Man, you just took the wind out of my sails yeti.. I'm imagining multiple stealth portage's, but its not pretty with a 17' boat


----------



## yetigonecrazy (May 23, 2005)

Its not a cult, its a religious group called The Way International, and this is their mountain stronghold for when the world will end as told by their religion. And no, the stealth portage isn't for them. The new dam is for some irrigation ditches a half a mile or so below the Way. The word is as long as you gut it you will be fine, but the shoulders have been flipping smaller craft pretty easily. A stealth portage here should be just fine; you can pull up to the dam on river left, walk fifteen feet, put back in, and completely bypass it. My reasoning is also this: when you build a new irrigation dam on a stretch of river that has LONG been known for it's gentle water, then you had better damn well expect people to portage. Just keep your head down, be quick, and it wont even be worth remembering. I'm too lazy to give coordinates right now so just find County Road 10 on Google Earth, find where it crosses the river, and go upstream about 200 yards. Can't miss it. And at Psychadelic you don't need to be ultra stealth, as it is a common portage, just don't dally, hang out, drink a beer, etc. The Park is obviously public so stealth portaging isn't necessary. The hardest part will be getting through all the drunk pieces of shit who mob the river side in the park.

From Almont to North Bridge it's around 8 river miles. From North Bridge to the Park is 5 miles, and from the Park to McCabe's is 3.5 Given the flows I would expect a long, tiring day from Almont to McCabe's with a large lake kayak. 6 hours at least if you stop for safety or water up/down. Hope you got some thicker plastic on the bottom, because you will slide over some rocks in places. But beyond portaging the new dam, the 3rd WW drop, and Psycho, everything is super easy.


----------



## rebar (Aug 20, 2013)

I do believe *this* might be the irrigation dam mentioned a few times.

*This* is the The Way International just upstream. Did I mention I love Google maps.

My tandem Loon is a used and abused fantastic plastic beater.. As long as I don't puncture it, I'm good. 

I have to thank everyone here who has given me info on the upper gunni river.
I don't think this float would have happened or been possible without your support.


----------



## rebar (Aug 20, 2013)

Did almont to the WW park the other day.. Holy cow, kept me busy, almost needed med attention . More to Come


----------



## yetigonecrazy (May 23, 2005)

??


It is a pretty wild class II- stretch....


----------



## rebar (Aug 20, 2013)

After a turbo fire on monarch pass.. A "should I unhook the trailer and save it kind of moment". and almost catastrophic engine failure.. I arrived in almont CG. Found a pair of strange prescription eye glasses in the trailer after a short walk.. FREAKY! 
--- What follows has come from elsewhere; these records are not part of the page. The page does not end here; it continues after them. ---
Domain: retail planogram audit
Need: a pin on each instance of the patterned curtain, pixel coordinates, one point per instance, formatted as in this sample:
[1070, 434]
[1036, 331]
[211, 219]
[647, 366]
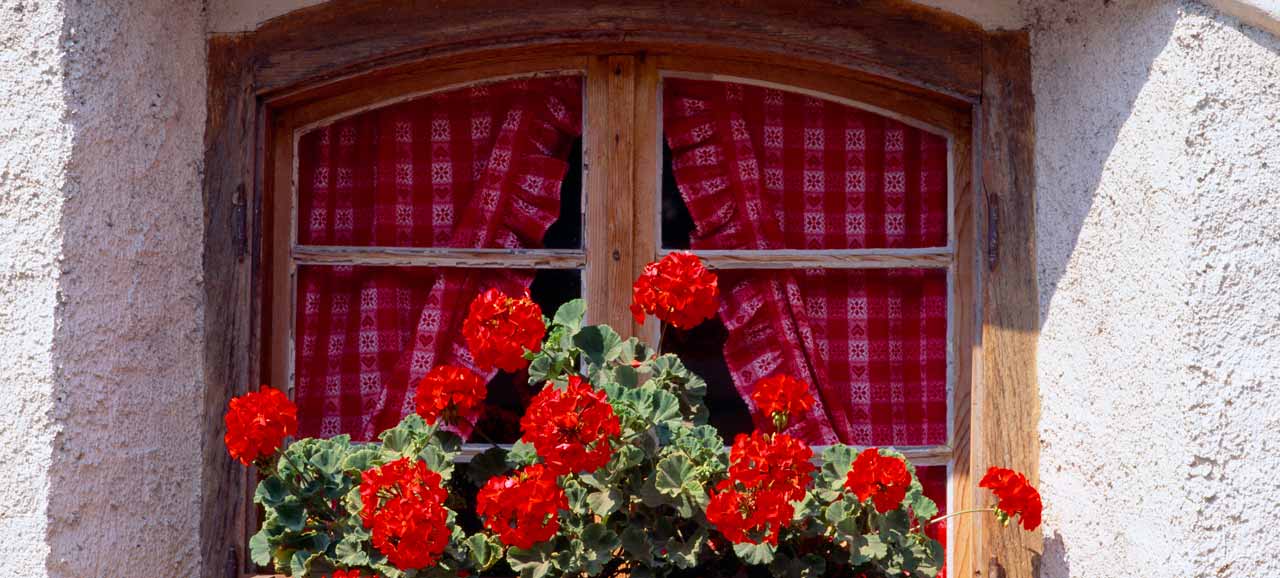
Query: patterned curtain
[764, 169]
[476, 168]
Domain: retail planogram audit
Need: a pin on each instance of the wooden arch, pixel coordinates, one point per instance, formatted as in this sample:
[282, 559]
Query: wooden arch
[913, 60]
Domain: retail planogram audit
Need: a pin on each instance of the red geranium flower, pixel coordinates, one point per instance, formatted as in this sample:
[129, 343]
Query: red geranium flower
[881, 478]
[677, 289]
[449, 393]
[771, 462]
[781, 397]
[257, 422]
[749, 515]
[499, 328]
[403, 504]
[524, 508]
[1016, 496]
[571, 429]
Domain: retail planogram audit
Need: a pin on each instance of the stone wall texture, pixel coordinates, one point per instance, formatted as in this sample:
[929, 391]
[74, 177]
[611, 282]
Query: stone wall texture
[1157, 242]
[101, 151]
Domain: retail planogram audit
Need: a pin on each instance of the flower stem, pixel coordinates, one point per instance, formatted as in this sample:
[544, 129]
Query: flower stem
[959, 513]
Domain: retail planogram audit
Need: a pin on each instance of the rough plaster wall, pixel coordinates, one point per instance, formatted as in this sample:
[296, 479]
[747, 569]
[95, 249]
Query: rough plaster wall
[1159, 235]
[33, 150]
[101, 143]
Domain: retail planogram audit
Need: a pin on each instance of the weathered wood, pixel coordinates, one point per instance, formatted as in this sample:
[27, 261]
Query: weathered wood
[620, 134]
[964, 326]
[648, 180]
[826, 258]
[1008, 411]
[439, 257]
[887, 37]
[229, 258]
[347, 55]
[597, 169]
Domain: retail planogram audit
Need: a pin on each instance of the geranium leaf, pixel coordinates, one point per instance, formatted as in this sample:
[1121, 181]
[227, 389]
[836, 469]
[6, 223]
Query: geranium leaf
[671, 475]
[599, 344]
[483, 551]
[260, 549]
[604, 501]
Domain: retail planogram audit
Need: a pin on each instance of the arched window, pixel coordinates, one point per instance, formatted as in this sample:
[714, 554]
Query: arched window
[837, 207]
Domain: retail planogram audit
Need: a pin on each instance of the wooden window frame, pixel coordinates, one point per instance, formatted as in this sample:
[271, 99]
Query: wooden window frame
[257, 105]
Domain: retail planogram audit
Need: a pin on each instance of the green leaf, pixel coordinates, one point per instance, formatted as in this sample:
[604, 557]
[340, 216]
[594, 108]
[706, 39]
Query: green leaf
[521, 454]
[483, 551]
[531, 563]
[291, 514]
[360, 459]
[270, 491]
[300, 564]
[599, 344]
[672, 473]
[570, 315]
[604, 501]
[351, 551]
[755, 554]
[260, 549]
[487, 464]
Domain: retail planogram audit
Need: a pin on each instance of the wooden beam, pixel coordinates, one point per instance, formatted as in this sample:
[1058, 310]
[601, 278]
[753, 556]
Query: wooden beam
[229, 258]
[1006, 429]
[826, 258]
[886, 37]
[439, 257]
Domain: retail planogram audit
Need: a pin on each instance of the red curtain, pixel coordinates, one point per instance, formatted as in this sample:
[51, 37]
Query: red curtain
[764, 169]
[469, 169]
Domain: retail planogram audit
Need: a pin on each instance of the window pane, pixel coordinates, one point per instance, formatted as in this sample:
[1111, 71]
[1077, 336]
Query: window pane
[872, 342]
[490, 165]
[753, 168]
[366, 335]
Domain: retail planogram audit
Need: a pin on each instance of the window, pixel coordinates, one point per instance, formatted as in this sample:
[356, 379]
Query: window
[830, 207]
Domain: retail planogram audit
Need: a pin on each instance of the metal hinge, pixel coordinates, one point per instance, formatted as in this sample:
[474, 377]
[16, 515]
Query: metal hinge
[992, 229]
[232, 568]
[240, 223]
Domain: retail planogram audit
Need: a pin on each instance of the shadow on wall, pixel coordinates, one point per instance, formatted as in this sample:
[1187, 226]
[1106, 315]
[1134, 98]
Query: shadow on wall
[1089, 67]
[124, 481]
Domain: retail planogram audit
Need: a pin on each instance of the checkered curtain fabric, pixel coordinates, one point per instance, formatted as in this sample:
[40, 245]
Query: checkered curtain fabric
[475, 168]
[764, 169]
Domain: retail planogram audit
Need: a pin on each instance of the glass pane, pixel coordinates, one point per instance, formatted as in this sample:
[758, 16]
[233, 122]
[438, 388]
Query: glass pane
[364, 334]
[489, 165]
[753, 168]
[872, 342]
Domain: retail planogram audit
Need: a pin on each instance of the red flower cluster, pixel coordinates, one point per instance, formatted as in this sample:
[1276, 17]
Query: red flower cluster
[1016, 496]
[499, 328]
[677, 289]
[449, 393]
[522, 509]
[403, 504]
[775, 462]
[748, 517]
[766, 475]
[781, 397]
[257, 422]
[571, 429]
[881, 478]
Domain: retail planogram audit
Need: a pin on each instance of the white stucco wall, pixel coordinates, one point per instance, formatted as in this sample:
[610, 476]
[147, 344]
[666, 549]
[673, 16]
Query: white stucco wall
[1159, 235]
[101, 145]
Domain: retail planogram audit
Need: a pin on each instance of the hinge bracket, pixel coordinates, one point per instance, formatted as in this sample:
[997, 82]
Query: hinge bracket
[992, 230]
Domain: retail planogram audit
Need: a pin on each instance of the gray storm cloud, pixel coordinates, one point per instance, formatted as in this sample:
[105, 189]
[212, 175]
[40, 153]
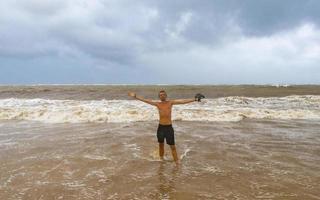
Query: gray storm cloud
[209, 41]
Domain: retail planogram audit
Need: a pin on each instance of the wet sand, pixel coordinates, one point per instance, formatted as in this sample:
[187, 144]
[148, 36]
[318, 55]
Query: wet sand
[250, 159]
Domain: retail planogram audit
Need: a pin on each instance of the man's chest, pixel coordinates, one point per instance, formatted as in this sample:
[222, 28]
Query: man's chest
[164, 108]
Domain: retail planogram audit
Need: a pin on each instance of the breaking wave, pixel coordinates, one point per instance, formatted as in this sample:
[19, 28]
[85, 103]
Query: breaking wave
[221, 109]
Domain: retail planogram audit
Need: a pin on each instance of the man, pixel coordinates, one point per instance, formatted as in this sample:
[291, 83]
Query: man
[165, 130]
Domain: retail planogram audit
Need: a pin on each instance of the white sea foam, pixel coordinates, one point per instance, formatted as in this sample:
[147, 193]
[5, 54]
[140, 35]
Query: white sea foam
[220, 109]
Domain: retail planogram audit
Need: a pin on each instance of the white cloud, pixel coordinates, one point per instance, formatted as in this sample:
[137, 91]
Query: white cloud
[286, 57]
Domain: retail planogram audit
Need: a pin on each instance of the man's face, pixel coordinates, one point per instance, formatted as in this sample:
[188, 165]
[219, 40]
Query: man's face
[162, 96]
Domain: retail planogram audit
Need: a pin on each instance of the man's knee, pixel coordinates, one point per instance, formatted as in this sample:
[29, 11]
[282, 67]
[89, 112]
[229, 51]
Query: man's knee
[173, 147]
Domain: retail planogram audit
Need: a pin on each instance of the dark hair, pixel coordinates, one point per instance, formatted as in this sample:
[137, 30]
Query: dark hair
[162, 91]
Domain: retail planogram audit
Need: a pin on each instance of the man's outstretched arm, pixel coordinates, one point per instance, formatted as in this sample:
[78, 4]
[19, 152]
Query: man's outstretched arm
[182, 101]
[148, 101]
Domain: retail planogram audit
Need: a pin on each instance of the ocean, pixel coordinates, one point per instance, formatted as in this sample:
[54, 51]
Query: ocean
[96, 142]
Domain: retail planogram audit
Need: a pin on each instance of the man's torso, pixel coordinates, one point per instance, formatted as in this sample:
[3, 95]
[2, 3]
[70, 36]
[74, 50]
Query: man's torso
[164, 109]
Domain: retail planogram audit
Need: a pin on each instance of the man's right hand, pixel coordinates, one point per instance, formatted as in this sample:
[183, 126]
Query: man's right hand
[132, 94]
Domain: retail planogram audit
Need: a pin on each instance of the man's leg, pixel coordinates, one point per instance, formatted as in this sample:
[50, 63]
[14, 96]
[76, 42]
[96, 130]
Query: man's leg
[161, 150]
[174, 154]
I set up a shuttle, but then met a few locals at the almont put-in who made me feel quite at home. Pretty sure we exercised some state laws. But after I set out, the pace became to demanding for my 48 year old blown out shoulder and 11 screws in the other elbow, and I began to fatigue enough to almost pass out. Boy, is that whats its like when life slaps you in the face and reminds you you haven't been taking very good care of yourself? I imagined myself floating backwards into one of the class II rifles just below almont _out cold_. But I held it together. lol

Then there was another hole I didn't like where I frantically paddled my tandem lake kayak backwards to no avail. Imagine it.. some flatlander in carharts and a orange hunting cap flailing about in a itty bitty brook trying to stay dry, lol just kidding, which I did stay fairly dry , even after numerous boulder hits and swells well over the coaming the gunnison threw at me.

Then a sign stating to "not even touch the bottom of the river" let alone the shore. A few owners who wouldn't acknowledge me when greeted.

The described diversion dam I quickly portaged by on the left..

And the slower pace toward the bottom. But some of the corners were a bit brutal and my iphone was zipped tight for any "events".

So all in all. Had a great, once in a lifetime 5 hour experience. My only regret was no one was at the WW park to spot me. I was ready to run what ever the WW park had to offer without my phone and gear. To bad, because I doubt there will be a next time.

Thanks miss's gunnison river. and to all who gave me advice. I wont ever forget my trip down her.


----------